[Mono-dev] Mono.Simd - slower than the normal implementation

Alan McGovern alan.mcgovern at gmail.com
Sat Nov 15 21:37:01 EST 2008


Hey,

On Sat, Nov 15, 2008 at 3:50 PM, Rodrigo Kumpera <kumpera at gmail.com> wrote:
> Hi Alan,
> -Getters and setter are a hint of ill vectorized code.

In this particular scenario, I'm not sure how i can get rid of the use
of getters/setters unless I use even more unsafe code. I don't know
whether it's feasible or not, but it'd be great to be able to use this
API without having to use unsafe code. At the moment, I don't think
it's really possible to use this API without getters and setters.

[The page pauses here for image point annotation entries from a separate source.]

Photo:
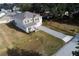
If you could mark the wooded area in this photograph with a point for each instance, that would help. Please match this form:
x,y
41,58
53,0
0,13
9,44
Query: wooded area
x,y
60,12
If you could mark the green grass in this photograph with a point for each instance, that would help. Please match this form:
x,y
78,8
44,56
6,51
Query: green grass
x,y
38,41
57,28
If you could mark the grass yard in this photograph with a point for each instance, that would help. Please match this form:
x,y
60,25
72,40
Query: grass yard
x,y
64,28
38,41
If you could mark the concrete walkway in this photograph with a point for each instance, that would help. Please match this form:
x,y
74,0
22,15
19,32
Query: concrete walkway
x,y
57,34
67,49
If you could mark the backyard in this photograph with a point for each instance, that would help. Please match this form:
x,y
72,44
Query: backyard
x,y
41,42
61,27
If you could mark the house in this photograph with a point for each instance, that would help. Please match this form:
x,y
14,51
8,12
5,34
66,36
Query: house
x,y
27,21
4,18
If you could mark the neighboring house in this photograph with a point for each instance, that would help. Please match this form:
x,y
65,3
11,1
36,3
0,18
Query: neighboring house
x,y
27,21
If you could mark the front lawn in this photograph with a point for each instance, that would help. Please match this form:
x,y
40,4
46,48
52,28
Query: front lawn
x,y
39,41
64,28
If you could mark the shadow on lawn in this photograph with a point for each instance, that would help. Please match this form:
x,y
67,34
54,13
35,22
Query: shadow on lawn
x,y
21,52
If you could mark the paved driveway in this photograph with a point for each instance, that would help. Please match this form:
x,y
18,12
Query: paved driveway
x,y
57,34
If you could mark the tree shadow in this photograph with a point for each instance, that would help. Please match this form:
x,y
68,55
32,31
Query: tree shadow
x,y
21,52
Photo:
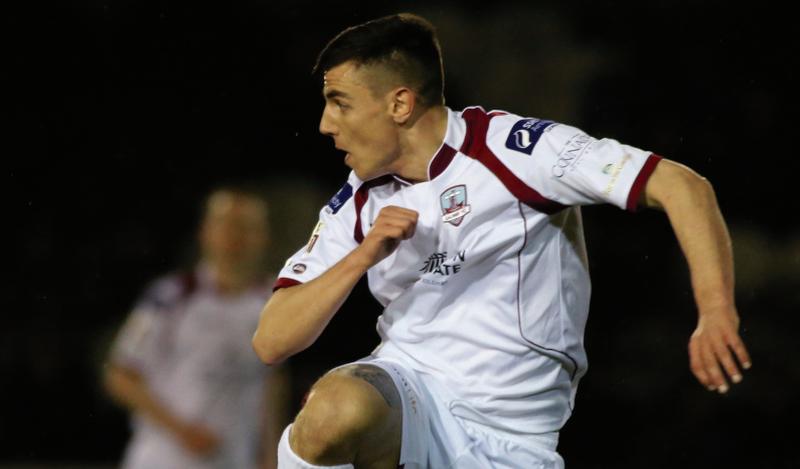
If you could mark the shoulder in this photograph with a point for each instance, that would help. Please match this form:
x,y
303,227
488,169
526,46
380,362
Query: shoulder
x,y
509,135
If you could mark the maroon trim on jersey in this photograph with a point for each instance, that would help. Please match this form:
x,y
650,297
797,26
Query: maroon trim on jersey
x,y
641,181
441,160
362,194
475,146
284,282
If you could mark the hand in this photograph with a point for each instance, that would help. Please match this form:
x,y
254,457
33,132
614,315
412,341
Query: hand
x,y
394,224
198,440
713,346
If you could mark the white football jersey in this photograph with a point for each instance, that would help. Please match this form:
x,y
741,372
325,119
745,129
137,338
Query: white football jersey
x,y
491,294
192,346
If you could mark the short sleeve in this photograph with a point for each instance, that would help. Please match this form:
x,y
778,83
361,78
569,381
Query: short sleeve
x,y
570,167
330,241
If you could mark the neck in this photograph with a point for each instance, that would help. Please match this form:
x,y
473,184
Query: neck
x,y
419,142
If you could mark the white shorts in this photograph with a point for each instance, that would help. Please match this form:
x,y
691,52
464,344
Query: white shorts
x,y
435,438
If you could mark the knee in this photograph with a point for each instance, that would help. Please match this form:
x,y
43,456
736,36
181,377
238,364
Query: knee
x,y
341,412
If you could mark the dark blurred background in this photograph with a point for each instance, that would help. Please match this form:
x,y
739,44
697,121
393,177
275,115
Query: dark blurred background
x,y
122,115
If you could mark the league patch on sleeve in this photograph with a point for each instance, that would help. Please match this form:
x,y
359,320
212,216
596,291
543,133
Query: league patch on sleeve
x,y
525,134
340,198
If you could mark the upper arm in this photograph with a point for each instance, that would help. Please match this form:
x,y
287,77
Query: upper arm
x,y
331,240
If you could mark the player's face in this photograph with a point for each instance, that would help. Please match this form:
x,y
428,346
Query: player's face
x,y
359,120
234,230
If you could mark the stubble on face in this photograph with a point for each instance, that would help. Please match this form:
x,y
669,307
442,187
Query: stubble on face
x,y
358,118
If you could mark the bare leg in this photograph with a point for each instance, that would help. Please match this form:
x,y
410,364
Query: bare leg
x,y
352,415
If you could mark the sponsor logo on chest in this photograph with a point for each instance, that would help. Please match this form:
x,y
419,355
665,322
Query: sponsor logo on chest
x,y
438,263
454,204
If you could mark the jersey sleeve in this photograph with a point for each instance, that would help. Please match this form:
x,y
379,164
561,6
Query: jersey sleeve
x,y
331,239
569,167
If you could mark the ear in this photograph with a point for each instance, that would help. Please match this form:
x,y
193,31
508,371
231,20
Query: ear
x,y
402,104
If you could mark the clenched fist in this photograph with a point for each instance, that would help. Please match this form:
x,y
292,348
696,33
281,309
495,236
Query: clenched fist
x,y
393,225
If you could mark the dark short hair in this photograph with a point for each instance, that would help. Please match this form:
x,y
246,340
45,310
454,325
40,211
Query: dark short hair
x,y
404,43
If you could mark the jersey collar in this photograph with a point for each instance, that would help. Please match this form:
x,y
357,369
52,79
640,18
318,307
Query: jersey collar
x,y
456,129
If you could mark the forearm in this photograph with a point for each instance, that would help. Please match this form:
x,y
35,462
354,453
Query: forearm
x,y
129,390
695,217
295,317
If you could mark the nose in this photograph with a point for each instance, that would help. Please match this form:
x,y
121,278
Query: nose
x,y
326,126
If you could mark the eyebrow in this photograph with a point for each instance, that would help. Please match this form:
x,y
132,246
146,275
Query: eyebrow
x,y
332,94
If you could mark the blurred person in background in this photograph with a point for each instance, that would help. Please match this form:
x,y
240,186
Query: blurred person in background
x,y
182,363
468,225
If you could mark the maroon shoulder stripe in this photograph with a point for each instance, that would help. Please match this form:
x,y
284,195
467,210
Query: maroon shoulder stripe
x,y
475,146
640,181
441,160
361,197
284,282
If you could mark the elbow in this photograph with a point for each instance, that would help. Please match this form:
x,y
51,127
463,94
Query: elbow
x,y
269,351
676,186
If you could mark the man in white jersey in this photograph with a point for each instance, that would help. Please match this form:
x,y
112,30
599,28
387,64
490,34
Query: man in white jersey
x,y
183,364
469,229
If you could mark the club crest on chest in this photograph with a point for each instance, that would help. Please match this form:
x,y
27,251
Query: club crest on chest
x,y
454,204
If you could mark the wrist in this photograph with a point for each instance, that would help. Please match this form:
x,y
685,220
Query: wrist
x,y
360,260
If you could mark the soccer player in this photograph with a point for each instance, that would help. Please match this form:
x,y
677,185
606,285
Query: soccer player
x,y
469,228
183,364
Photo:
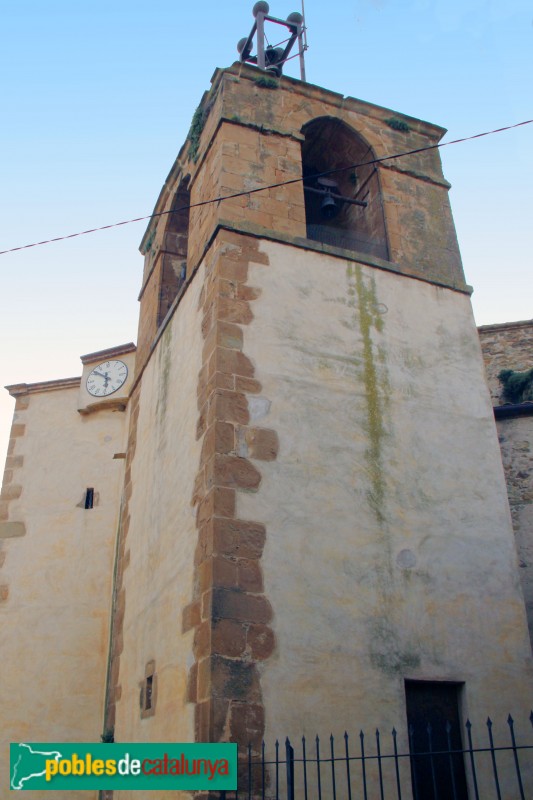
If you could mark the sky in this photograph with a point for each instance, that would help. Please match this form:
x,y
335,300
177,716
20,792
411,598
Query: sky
x,y
97,99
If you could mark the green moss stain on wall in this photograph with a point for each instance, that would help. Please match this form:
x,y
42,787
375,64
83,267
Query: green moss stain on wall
x,y
164,374
374,381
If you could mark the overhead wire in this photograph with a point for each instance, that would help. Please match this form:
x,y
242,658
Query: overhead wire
x,y
221,198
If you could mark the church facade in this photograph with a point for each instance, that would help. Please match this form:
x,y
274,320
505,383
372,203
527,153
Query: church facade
x,y
291,514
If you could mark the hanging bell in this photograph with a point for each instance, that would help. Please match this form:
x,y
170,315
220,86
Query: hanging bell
x,y
329,207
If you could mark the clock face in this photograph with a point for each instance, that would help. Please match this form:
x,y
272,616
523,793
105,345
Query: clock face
x,y
107,378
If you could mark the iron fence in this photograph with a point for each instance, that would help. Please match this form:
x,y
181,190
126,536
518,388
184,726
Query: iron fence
x,y
490,764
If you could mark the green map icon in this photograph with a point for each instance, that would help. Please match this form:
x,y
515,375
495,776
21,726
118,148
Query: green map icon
x,y
28,764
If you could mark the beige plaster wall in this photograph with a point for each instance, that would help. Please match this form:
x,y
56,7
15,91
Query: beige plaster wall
x,y
55,611
516,442
389,551
162,535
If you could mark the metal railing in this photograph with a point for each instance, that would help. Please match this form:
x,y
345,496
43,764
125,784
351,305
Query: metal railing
x,y
496,766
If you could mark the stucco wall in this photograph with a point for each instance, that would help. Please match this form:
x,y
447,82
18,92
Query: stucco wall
x,y
55,611
162,536
389,552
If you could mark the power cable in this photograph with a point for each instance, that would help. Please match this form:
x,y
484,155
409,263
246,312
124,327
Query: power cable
x,y
270,186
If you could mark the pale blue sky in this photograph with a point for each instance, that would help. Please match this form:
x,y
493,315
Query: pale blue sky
x,y
97,99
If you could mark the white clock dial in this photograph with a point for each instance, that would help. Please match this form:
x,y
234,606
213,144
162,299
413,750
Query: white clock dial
x,y
107,378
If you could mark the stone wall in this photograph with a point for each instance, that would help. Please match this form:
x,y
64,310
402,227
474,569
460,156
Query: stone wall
x,y
56,567
510,346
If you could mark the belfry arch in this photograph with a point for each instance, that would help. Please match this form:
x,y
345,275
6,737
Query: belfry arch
x,y
343,208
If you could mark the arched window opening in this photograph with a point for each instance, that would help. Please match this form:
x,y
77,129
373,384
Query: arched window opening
x,y
174,251
343,208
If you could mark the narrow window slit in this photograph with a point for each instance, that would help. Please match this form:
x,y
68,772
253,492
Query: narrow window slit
x,y
148,694
89,498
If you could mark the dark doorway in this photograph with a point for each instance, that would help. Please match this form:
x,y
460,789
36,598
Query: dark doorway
x,y
437,768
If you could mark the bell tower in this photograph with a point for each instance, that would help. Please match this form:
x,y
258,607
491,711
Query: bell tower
x,y
315,513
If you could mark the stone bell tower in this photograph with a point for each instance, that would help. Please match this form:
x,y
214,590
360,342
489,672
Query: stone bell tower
x,y
315,512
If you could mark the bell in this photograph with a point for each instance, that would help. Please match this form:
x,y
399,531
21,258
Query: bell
x,y
273,56
329,208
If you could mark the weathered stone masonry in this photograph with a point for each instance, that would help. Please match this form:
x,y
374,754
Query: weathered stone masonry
x,y
229,611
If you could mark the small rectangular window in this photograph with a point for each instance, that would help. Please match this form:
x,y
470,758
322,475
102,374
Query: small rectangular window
x,y
148,692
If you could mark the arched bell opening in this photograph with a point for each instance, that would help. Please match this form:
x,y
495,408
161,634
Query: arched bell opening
x,y
174,251
344,207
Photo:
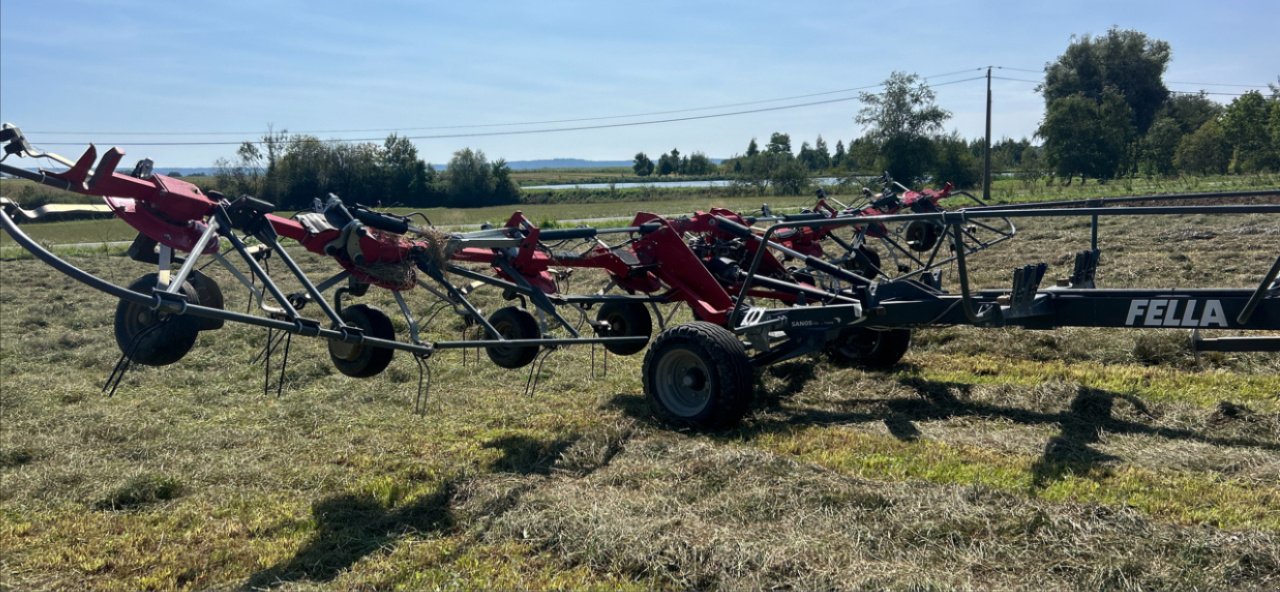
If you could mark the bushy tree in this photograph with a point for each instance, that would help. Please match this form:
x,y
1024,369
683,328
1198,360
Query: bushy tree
x,y
901,122
1124,62
470,178
778,144
668,163
1203,151
822,156
1159,146
698,163
1246,124
1087,137
641,165
955,163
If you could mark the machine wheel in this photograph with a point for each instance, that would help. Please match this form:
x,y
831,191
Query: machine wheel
x,y
922,236
513,323
626,319
698,376
876,349
864,262
152,337
210,295
361,360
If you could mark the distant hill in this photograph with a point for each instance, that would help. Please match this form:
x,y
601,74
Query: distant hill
x,y
513,164
565,164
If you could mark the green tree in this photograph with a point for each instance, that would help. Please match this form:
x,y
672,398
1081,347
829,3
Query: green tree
x,y
470,178
837,160
821,154
1203,151
1086,137
1159,146
504,189
699,164
808,156
1125,62
900,122
1191,112
668,164
862,156
955,163
778,144
1246,124
405,173
643,167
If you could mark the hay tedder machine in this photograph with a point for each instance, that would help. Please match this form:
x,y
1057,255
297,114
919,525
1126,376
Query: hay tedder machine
x,y
846,282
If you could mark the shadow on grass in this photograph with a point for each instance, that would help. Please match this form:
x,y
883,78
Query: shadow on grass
x,y
528,456
1070,451
350,527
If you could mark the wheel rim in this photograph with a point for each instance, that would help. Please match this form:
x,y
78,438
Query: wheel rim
x,y
684,382
507,331
859,342
343,350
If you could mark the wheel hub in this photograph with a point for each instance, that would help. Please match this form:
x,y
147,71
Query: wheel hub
x,y
694,379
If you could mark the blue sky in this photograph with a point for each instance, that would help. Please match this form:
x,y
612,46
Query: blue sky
x,y
114,68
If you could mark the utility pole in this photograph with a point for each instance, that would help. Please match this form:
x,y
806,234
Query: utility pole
x,y
986,153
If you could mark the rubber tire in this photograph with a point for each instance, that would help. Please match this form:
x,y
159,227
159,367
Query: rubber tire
x,y
873,349
865,263
513,323
626,319
708,354
160,346
360,360
210,295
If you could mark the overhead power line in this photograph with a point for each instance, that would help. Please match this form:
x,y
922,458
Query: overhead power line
x,y
572,128
481,126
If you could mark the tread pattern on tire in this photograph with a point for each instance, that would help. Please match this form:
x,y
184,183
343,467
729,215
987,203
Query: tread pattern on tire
x,y
635,320
727,358
370,360
524,327
152,345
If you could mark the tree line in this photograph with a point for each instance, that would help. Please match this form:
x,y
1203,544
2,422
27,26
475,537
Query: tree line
x,y
292,171
1107,114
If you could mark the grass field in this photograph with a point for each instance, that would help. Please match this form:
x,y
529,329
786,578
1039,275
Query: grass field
x,y
1080,459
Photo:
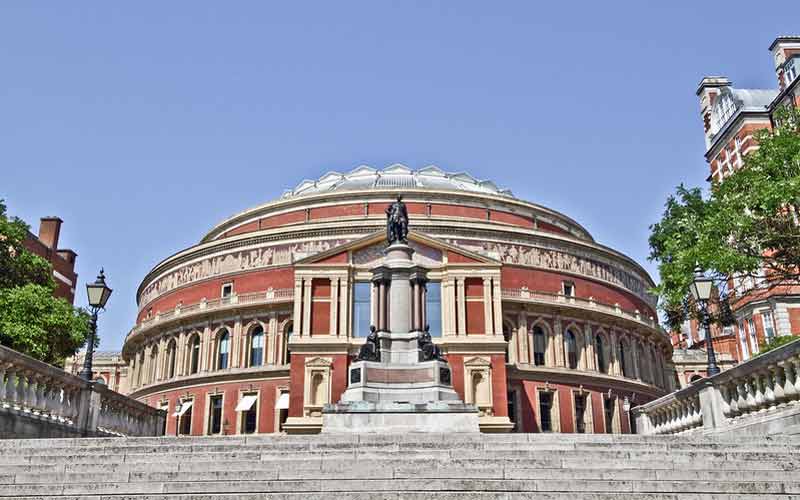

> The last part of your unsafe code should use temps for the intermediate results.
Do you mean that I should copy the vector 'e', which i got from
XOR'ing my values, into another Vector4ui using the store operation?
Then I should do my bitshifting/storing into uint[] from that one?


> -For the safe case we still miss proper integration with arrays, in the form
> of methods to
> extract and store vectors from them.

I was thinking that the API could expose something like:
Vector4ui.Create (uint[] array, int offset, ref Vector4ui result)
which could be changed into:
result = *((Vector4ui*)&array [offset]);

Though I'm sure you have ideas already on this ;) A similar method for
storing the result into a uint[] would be great too.

>
> Your code looks a bit strange, the Vector4ui constructor indexes in
> particular. Have you checked that
> the output of the 3 methods are the same?
Yes, there is a bug in my implementation there, I left out a bracket
when setting the value of buff[t+3]. There should be an additional
bracket around (e.W << 1) | (e.W >> 31). Other than that, the
implementation is correct. I've pasted the correct implementation of
the unsafe and safe SIMD versions below. Just for reference purposes.

>
> I'll work on the Mono.Simd issues next week, getting setters to be
> accelerated, some methods
> to better integrate with arrays and other things like element extractors.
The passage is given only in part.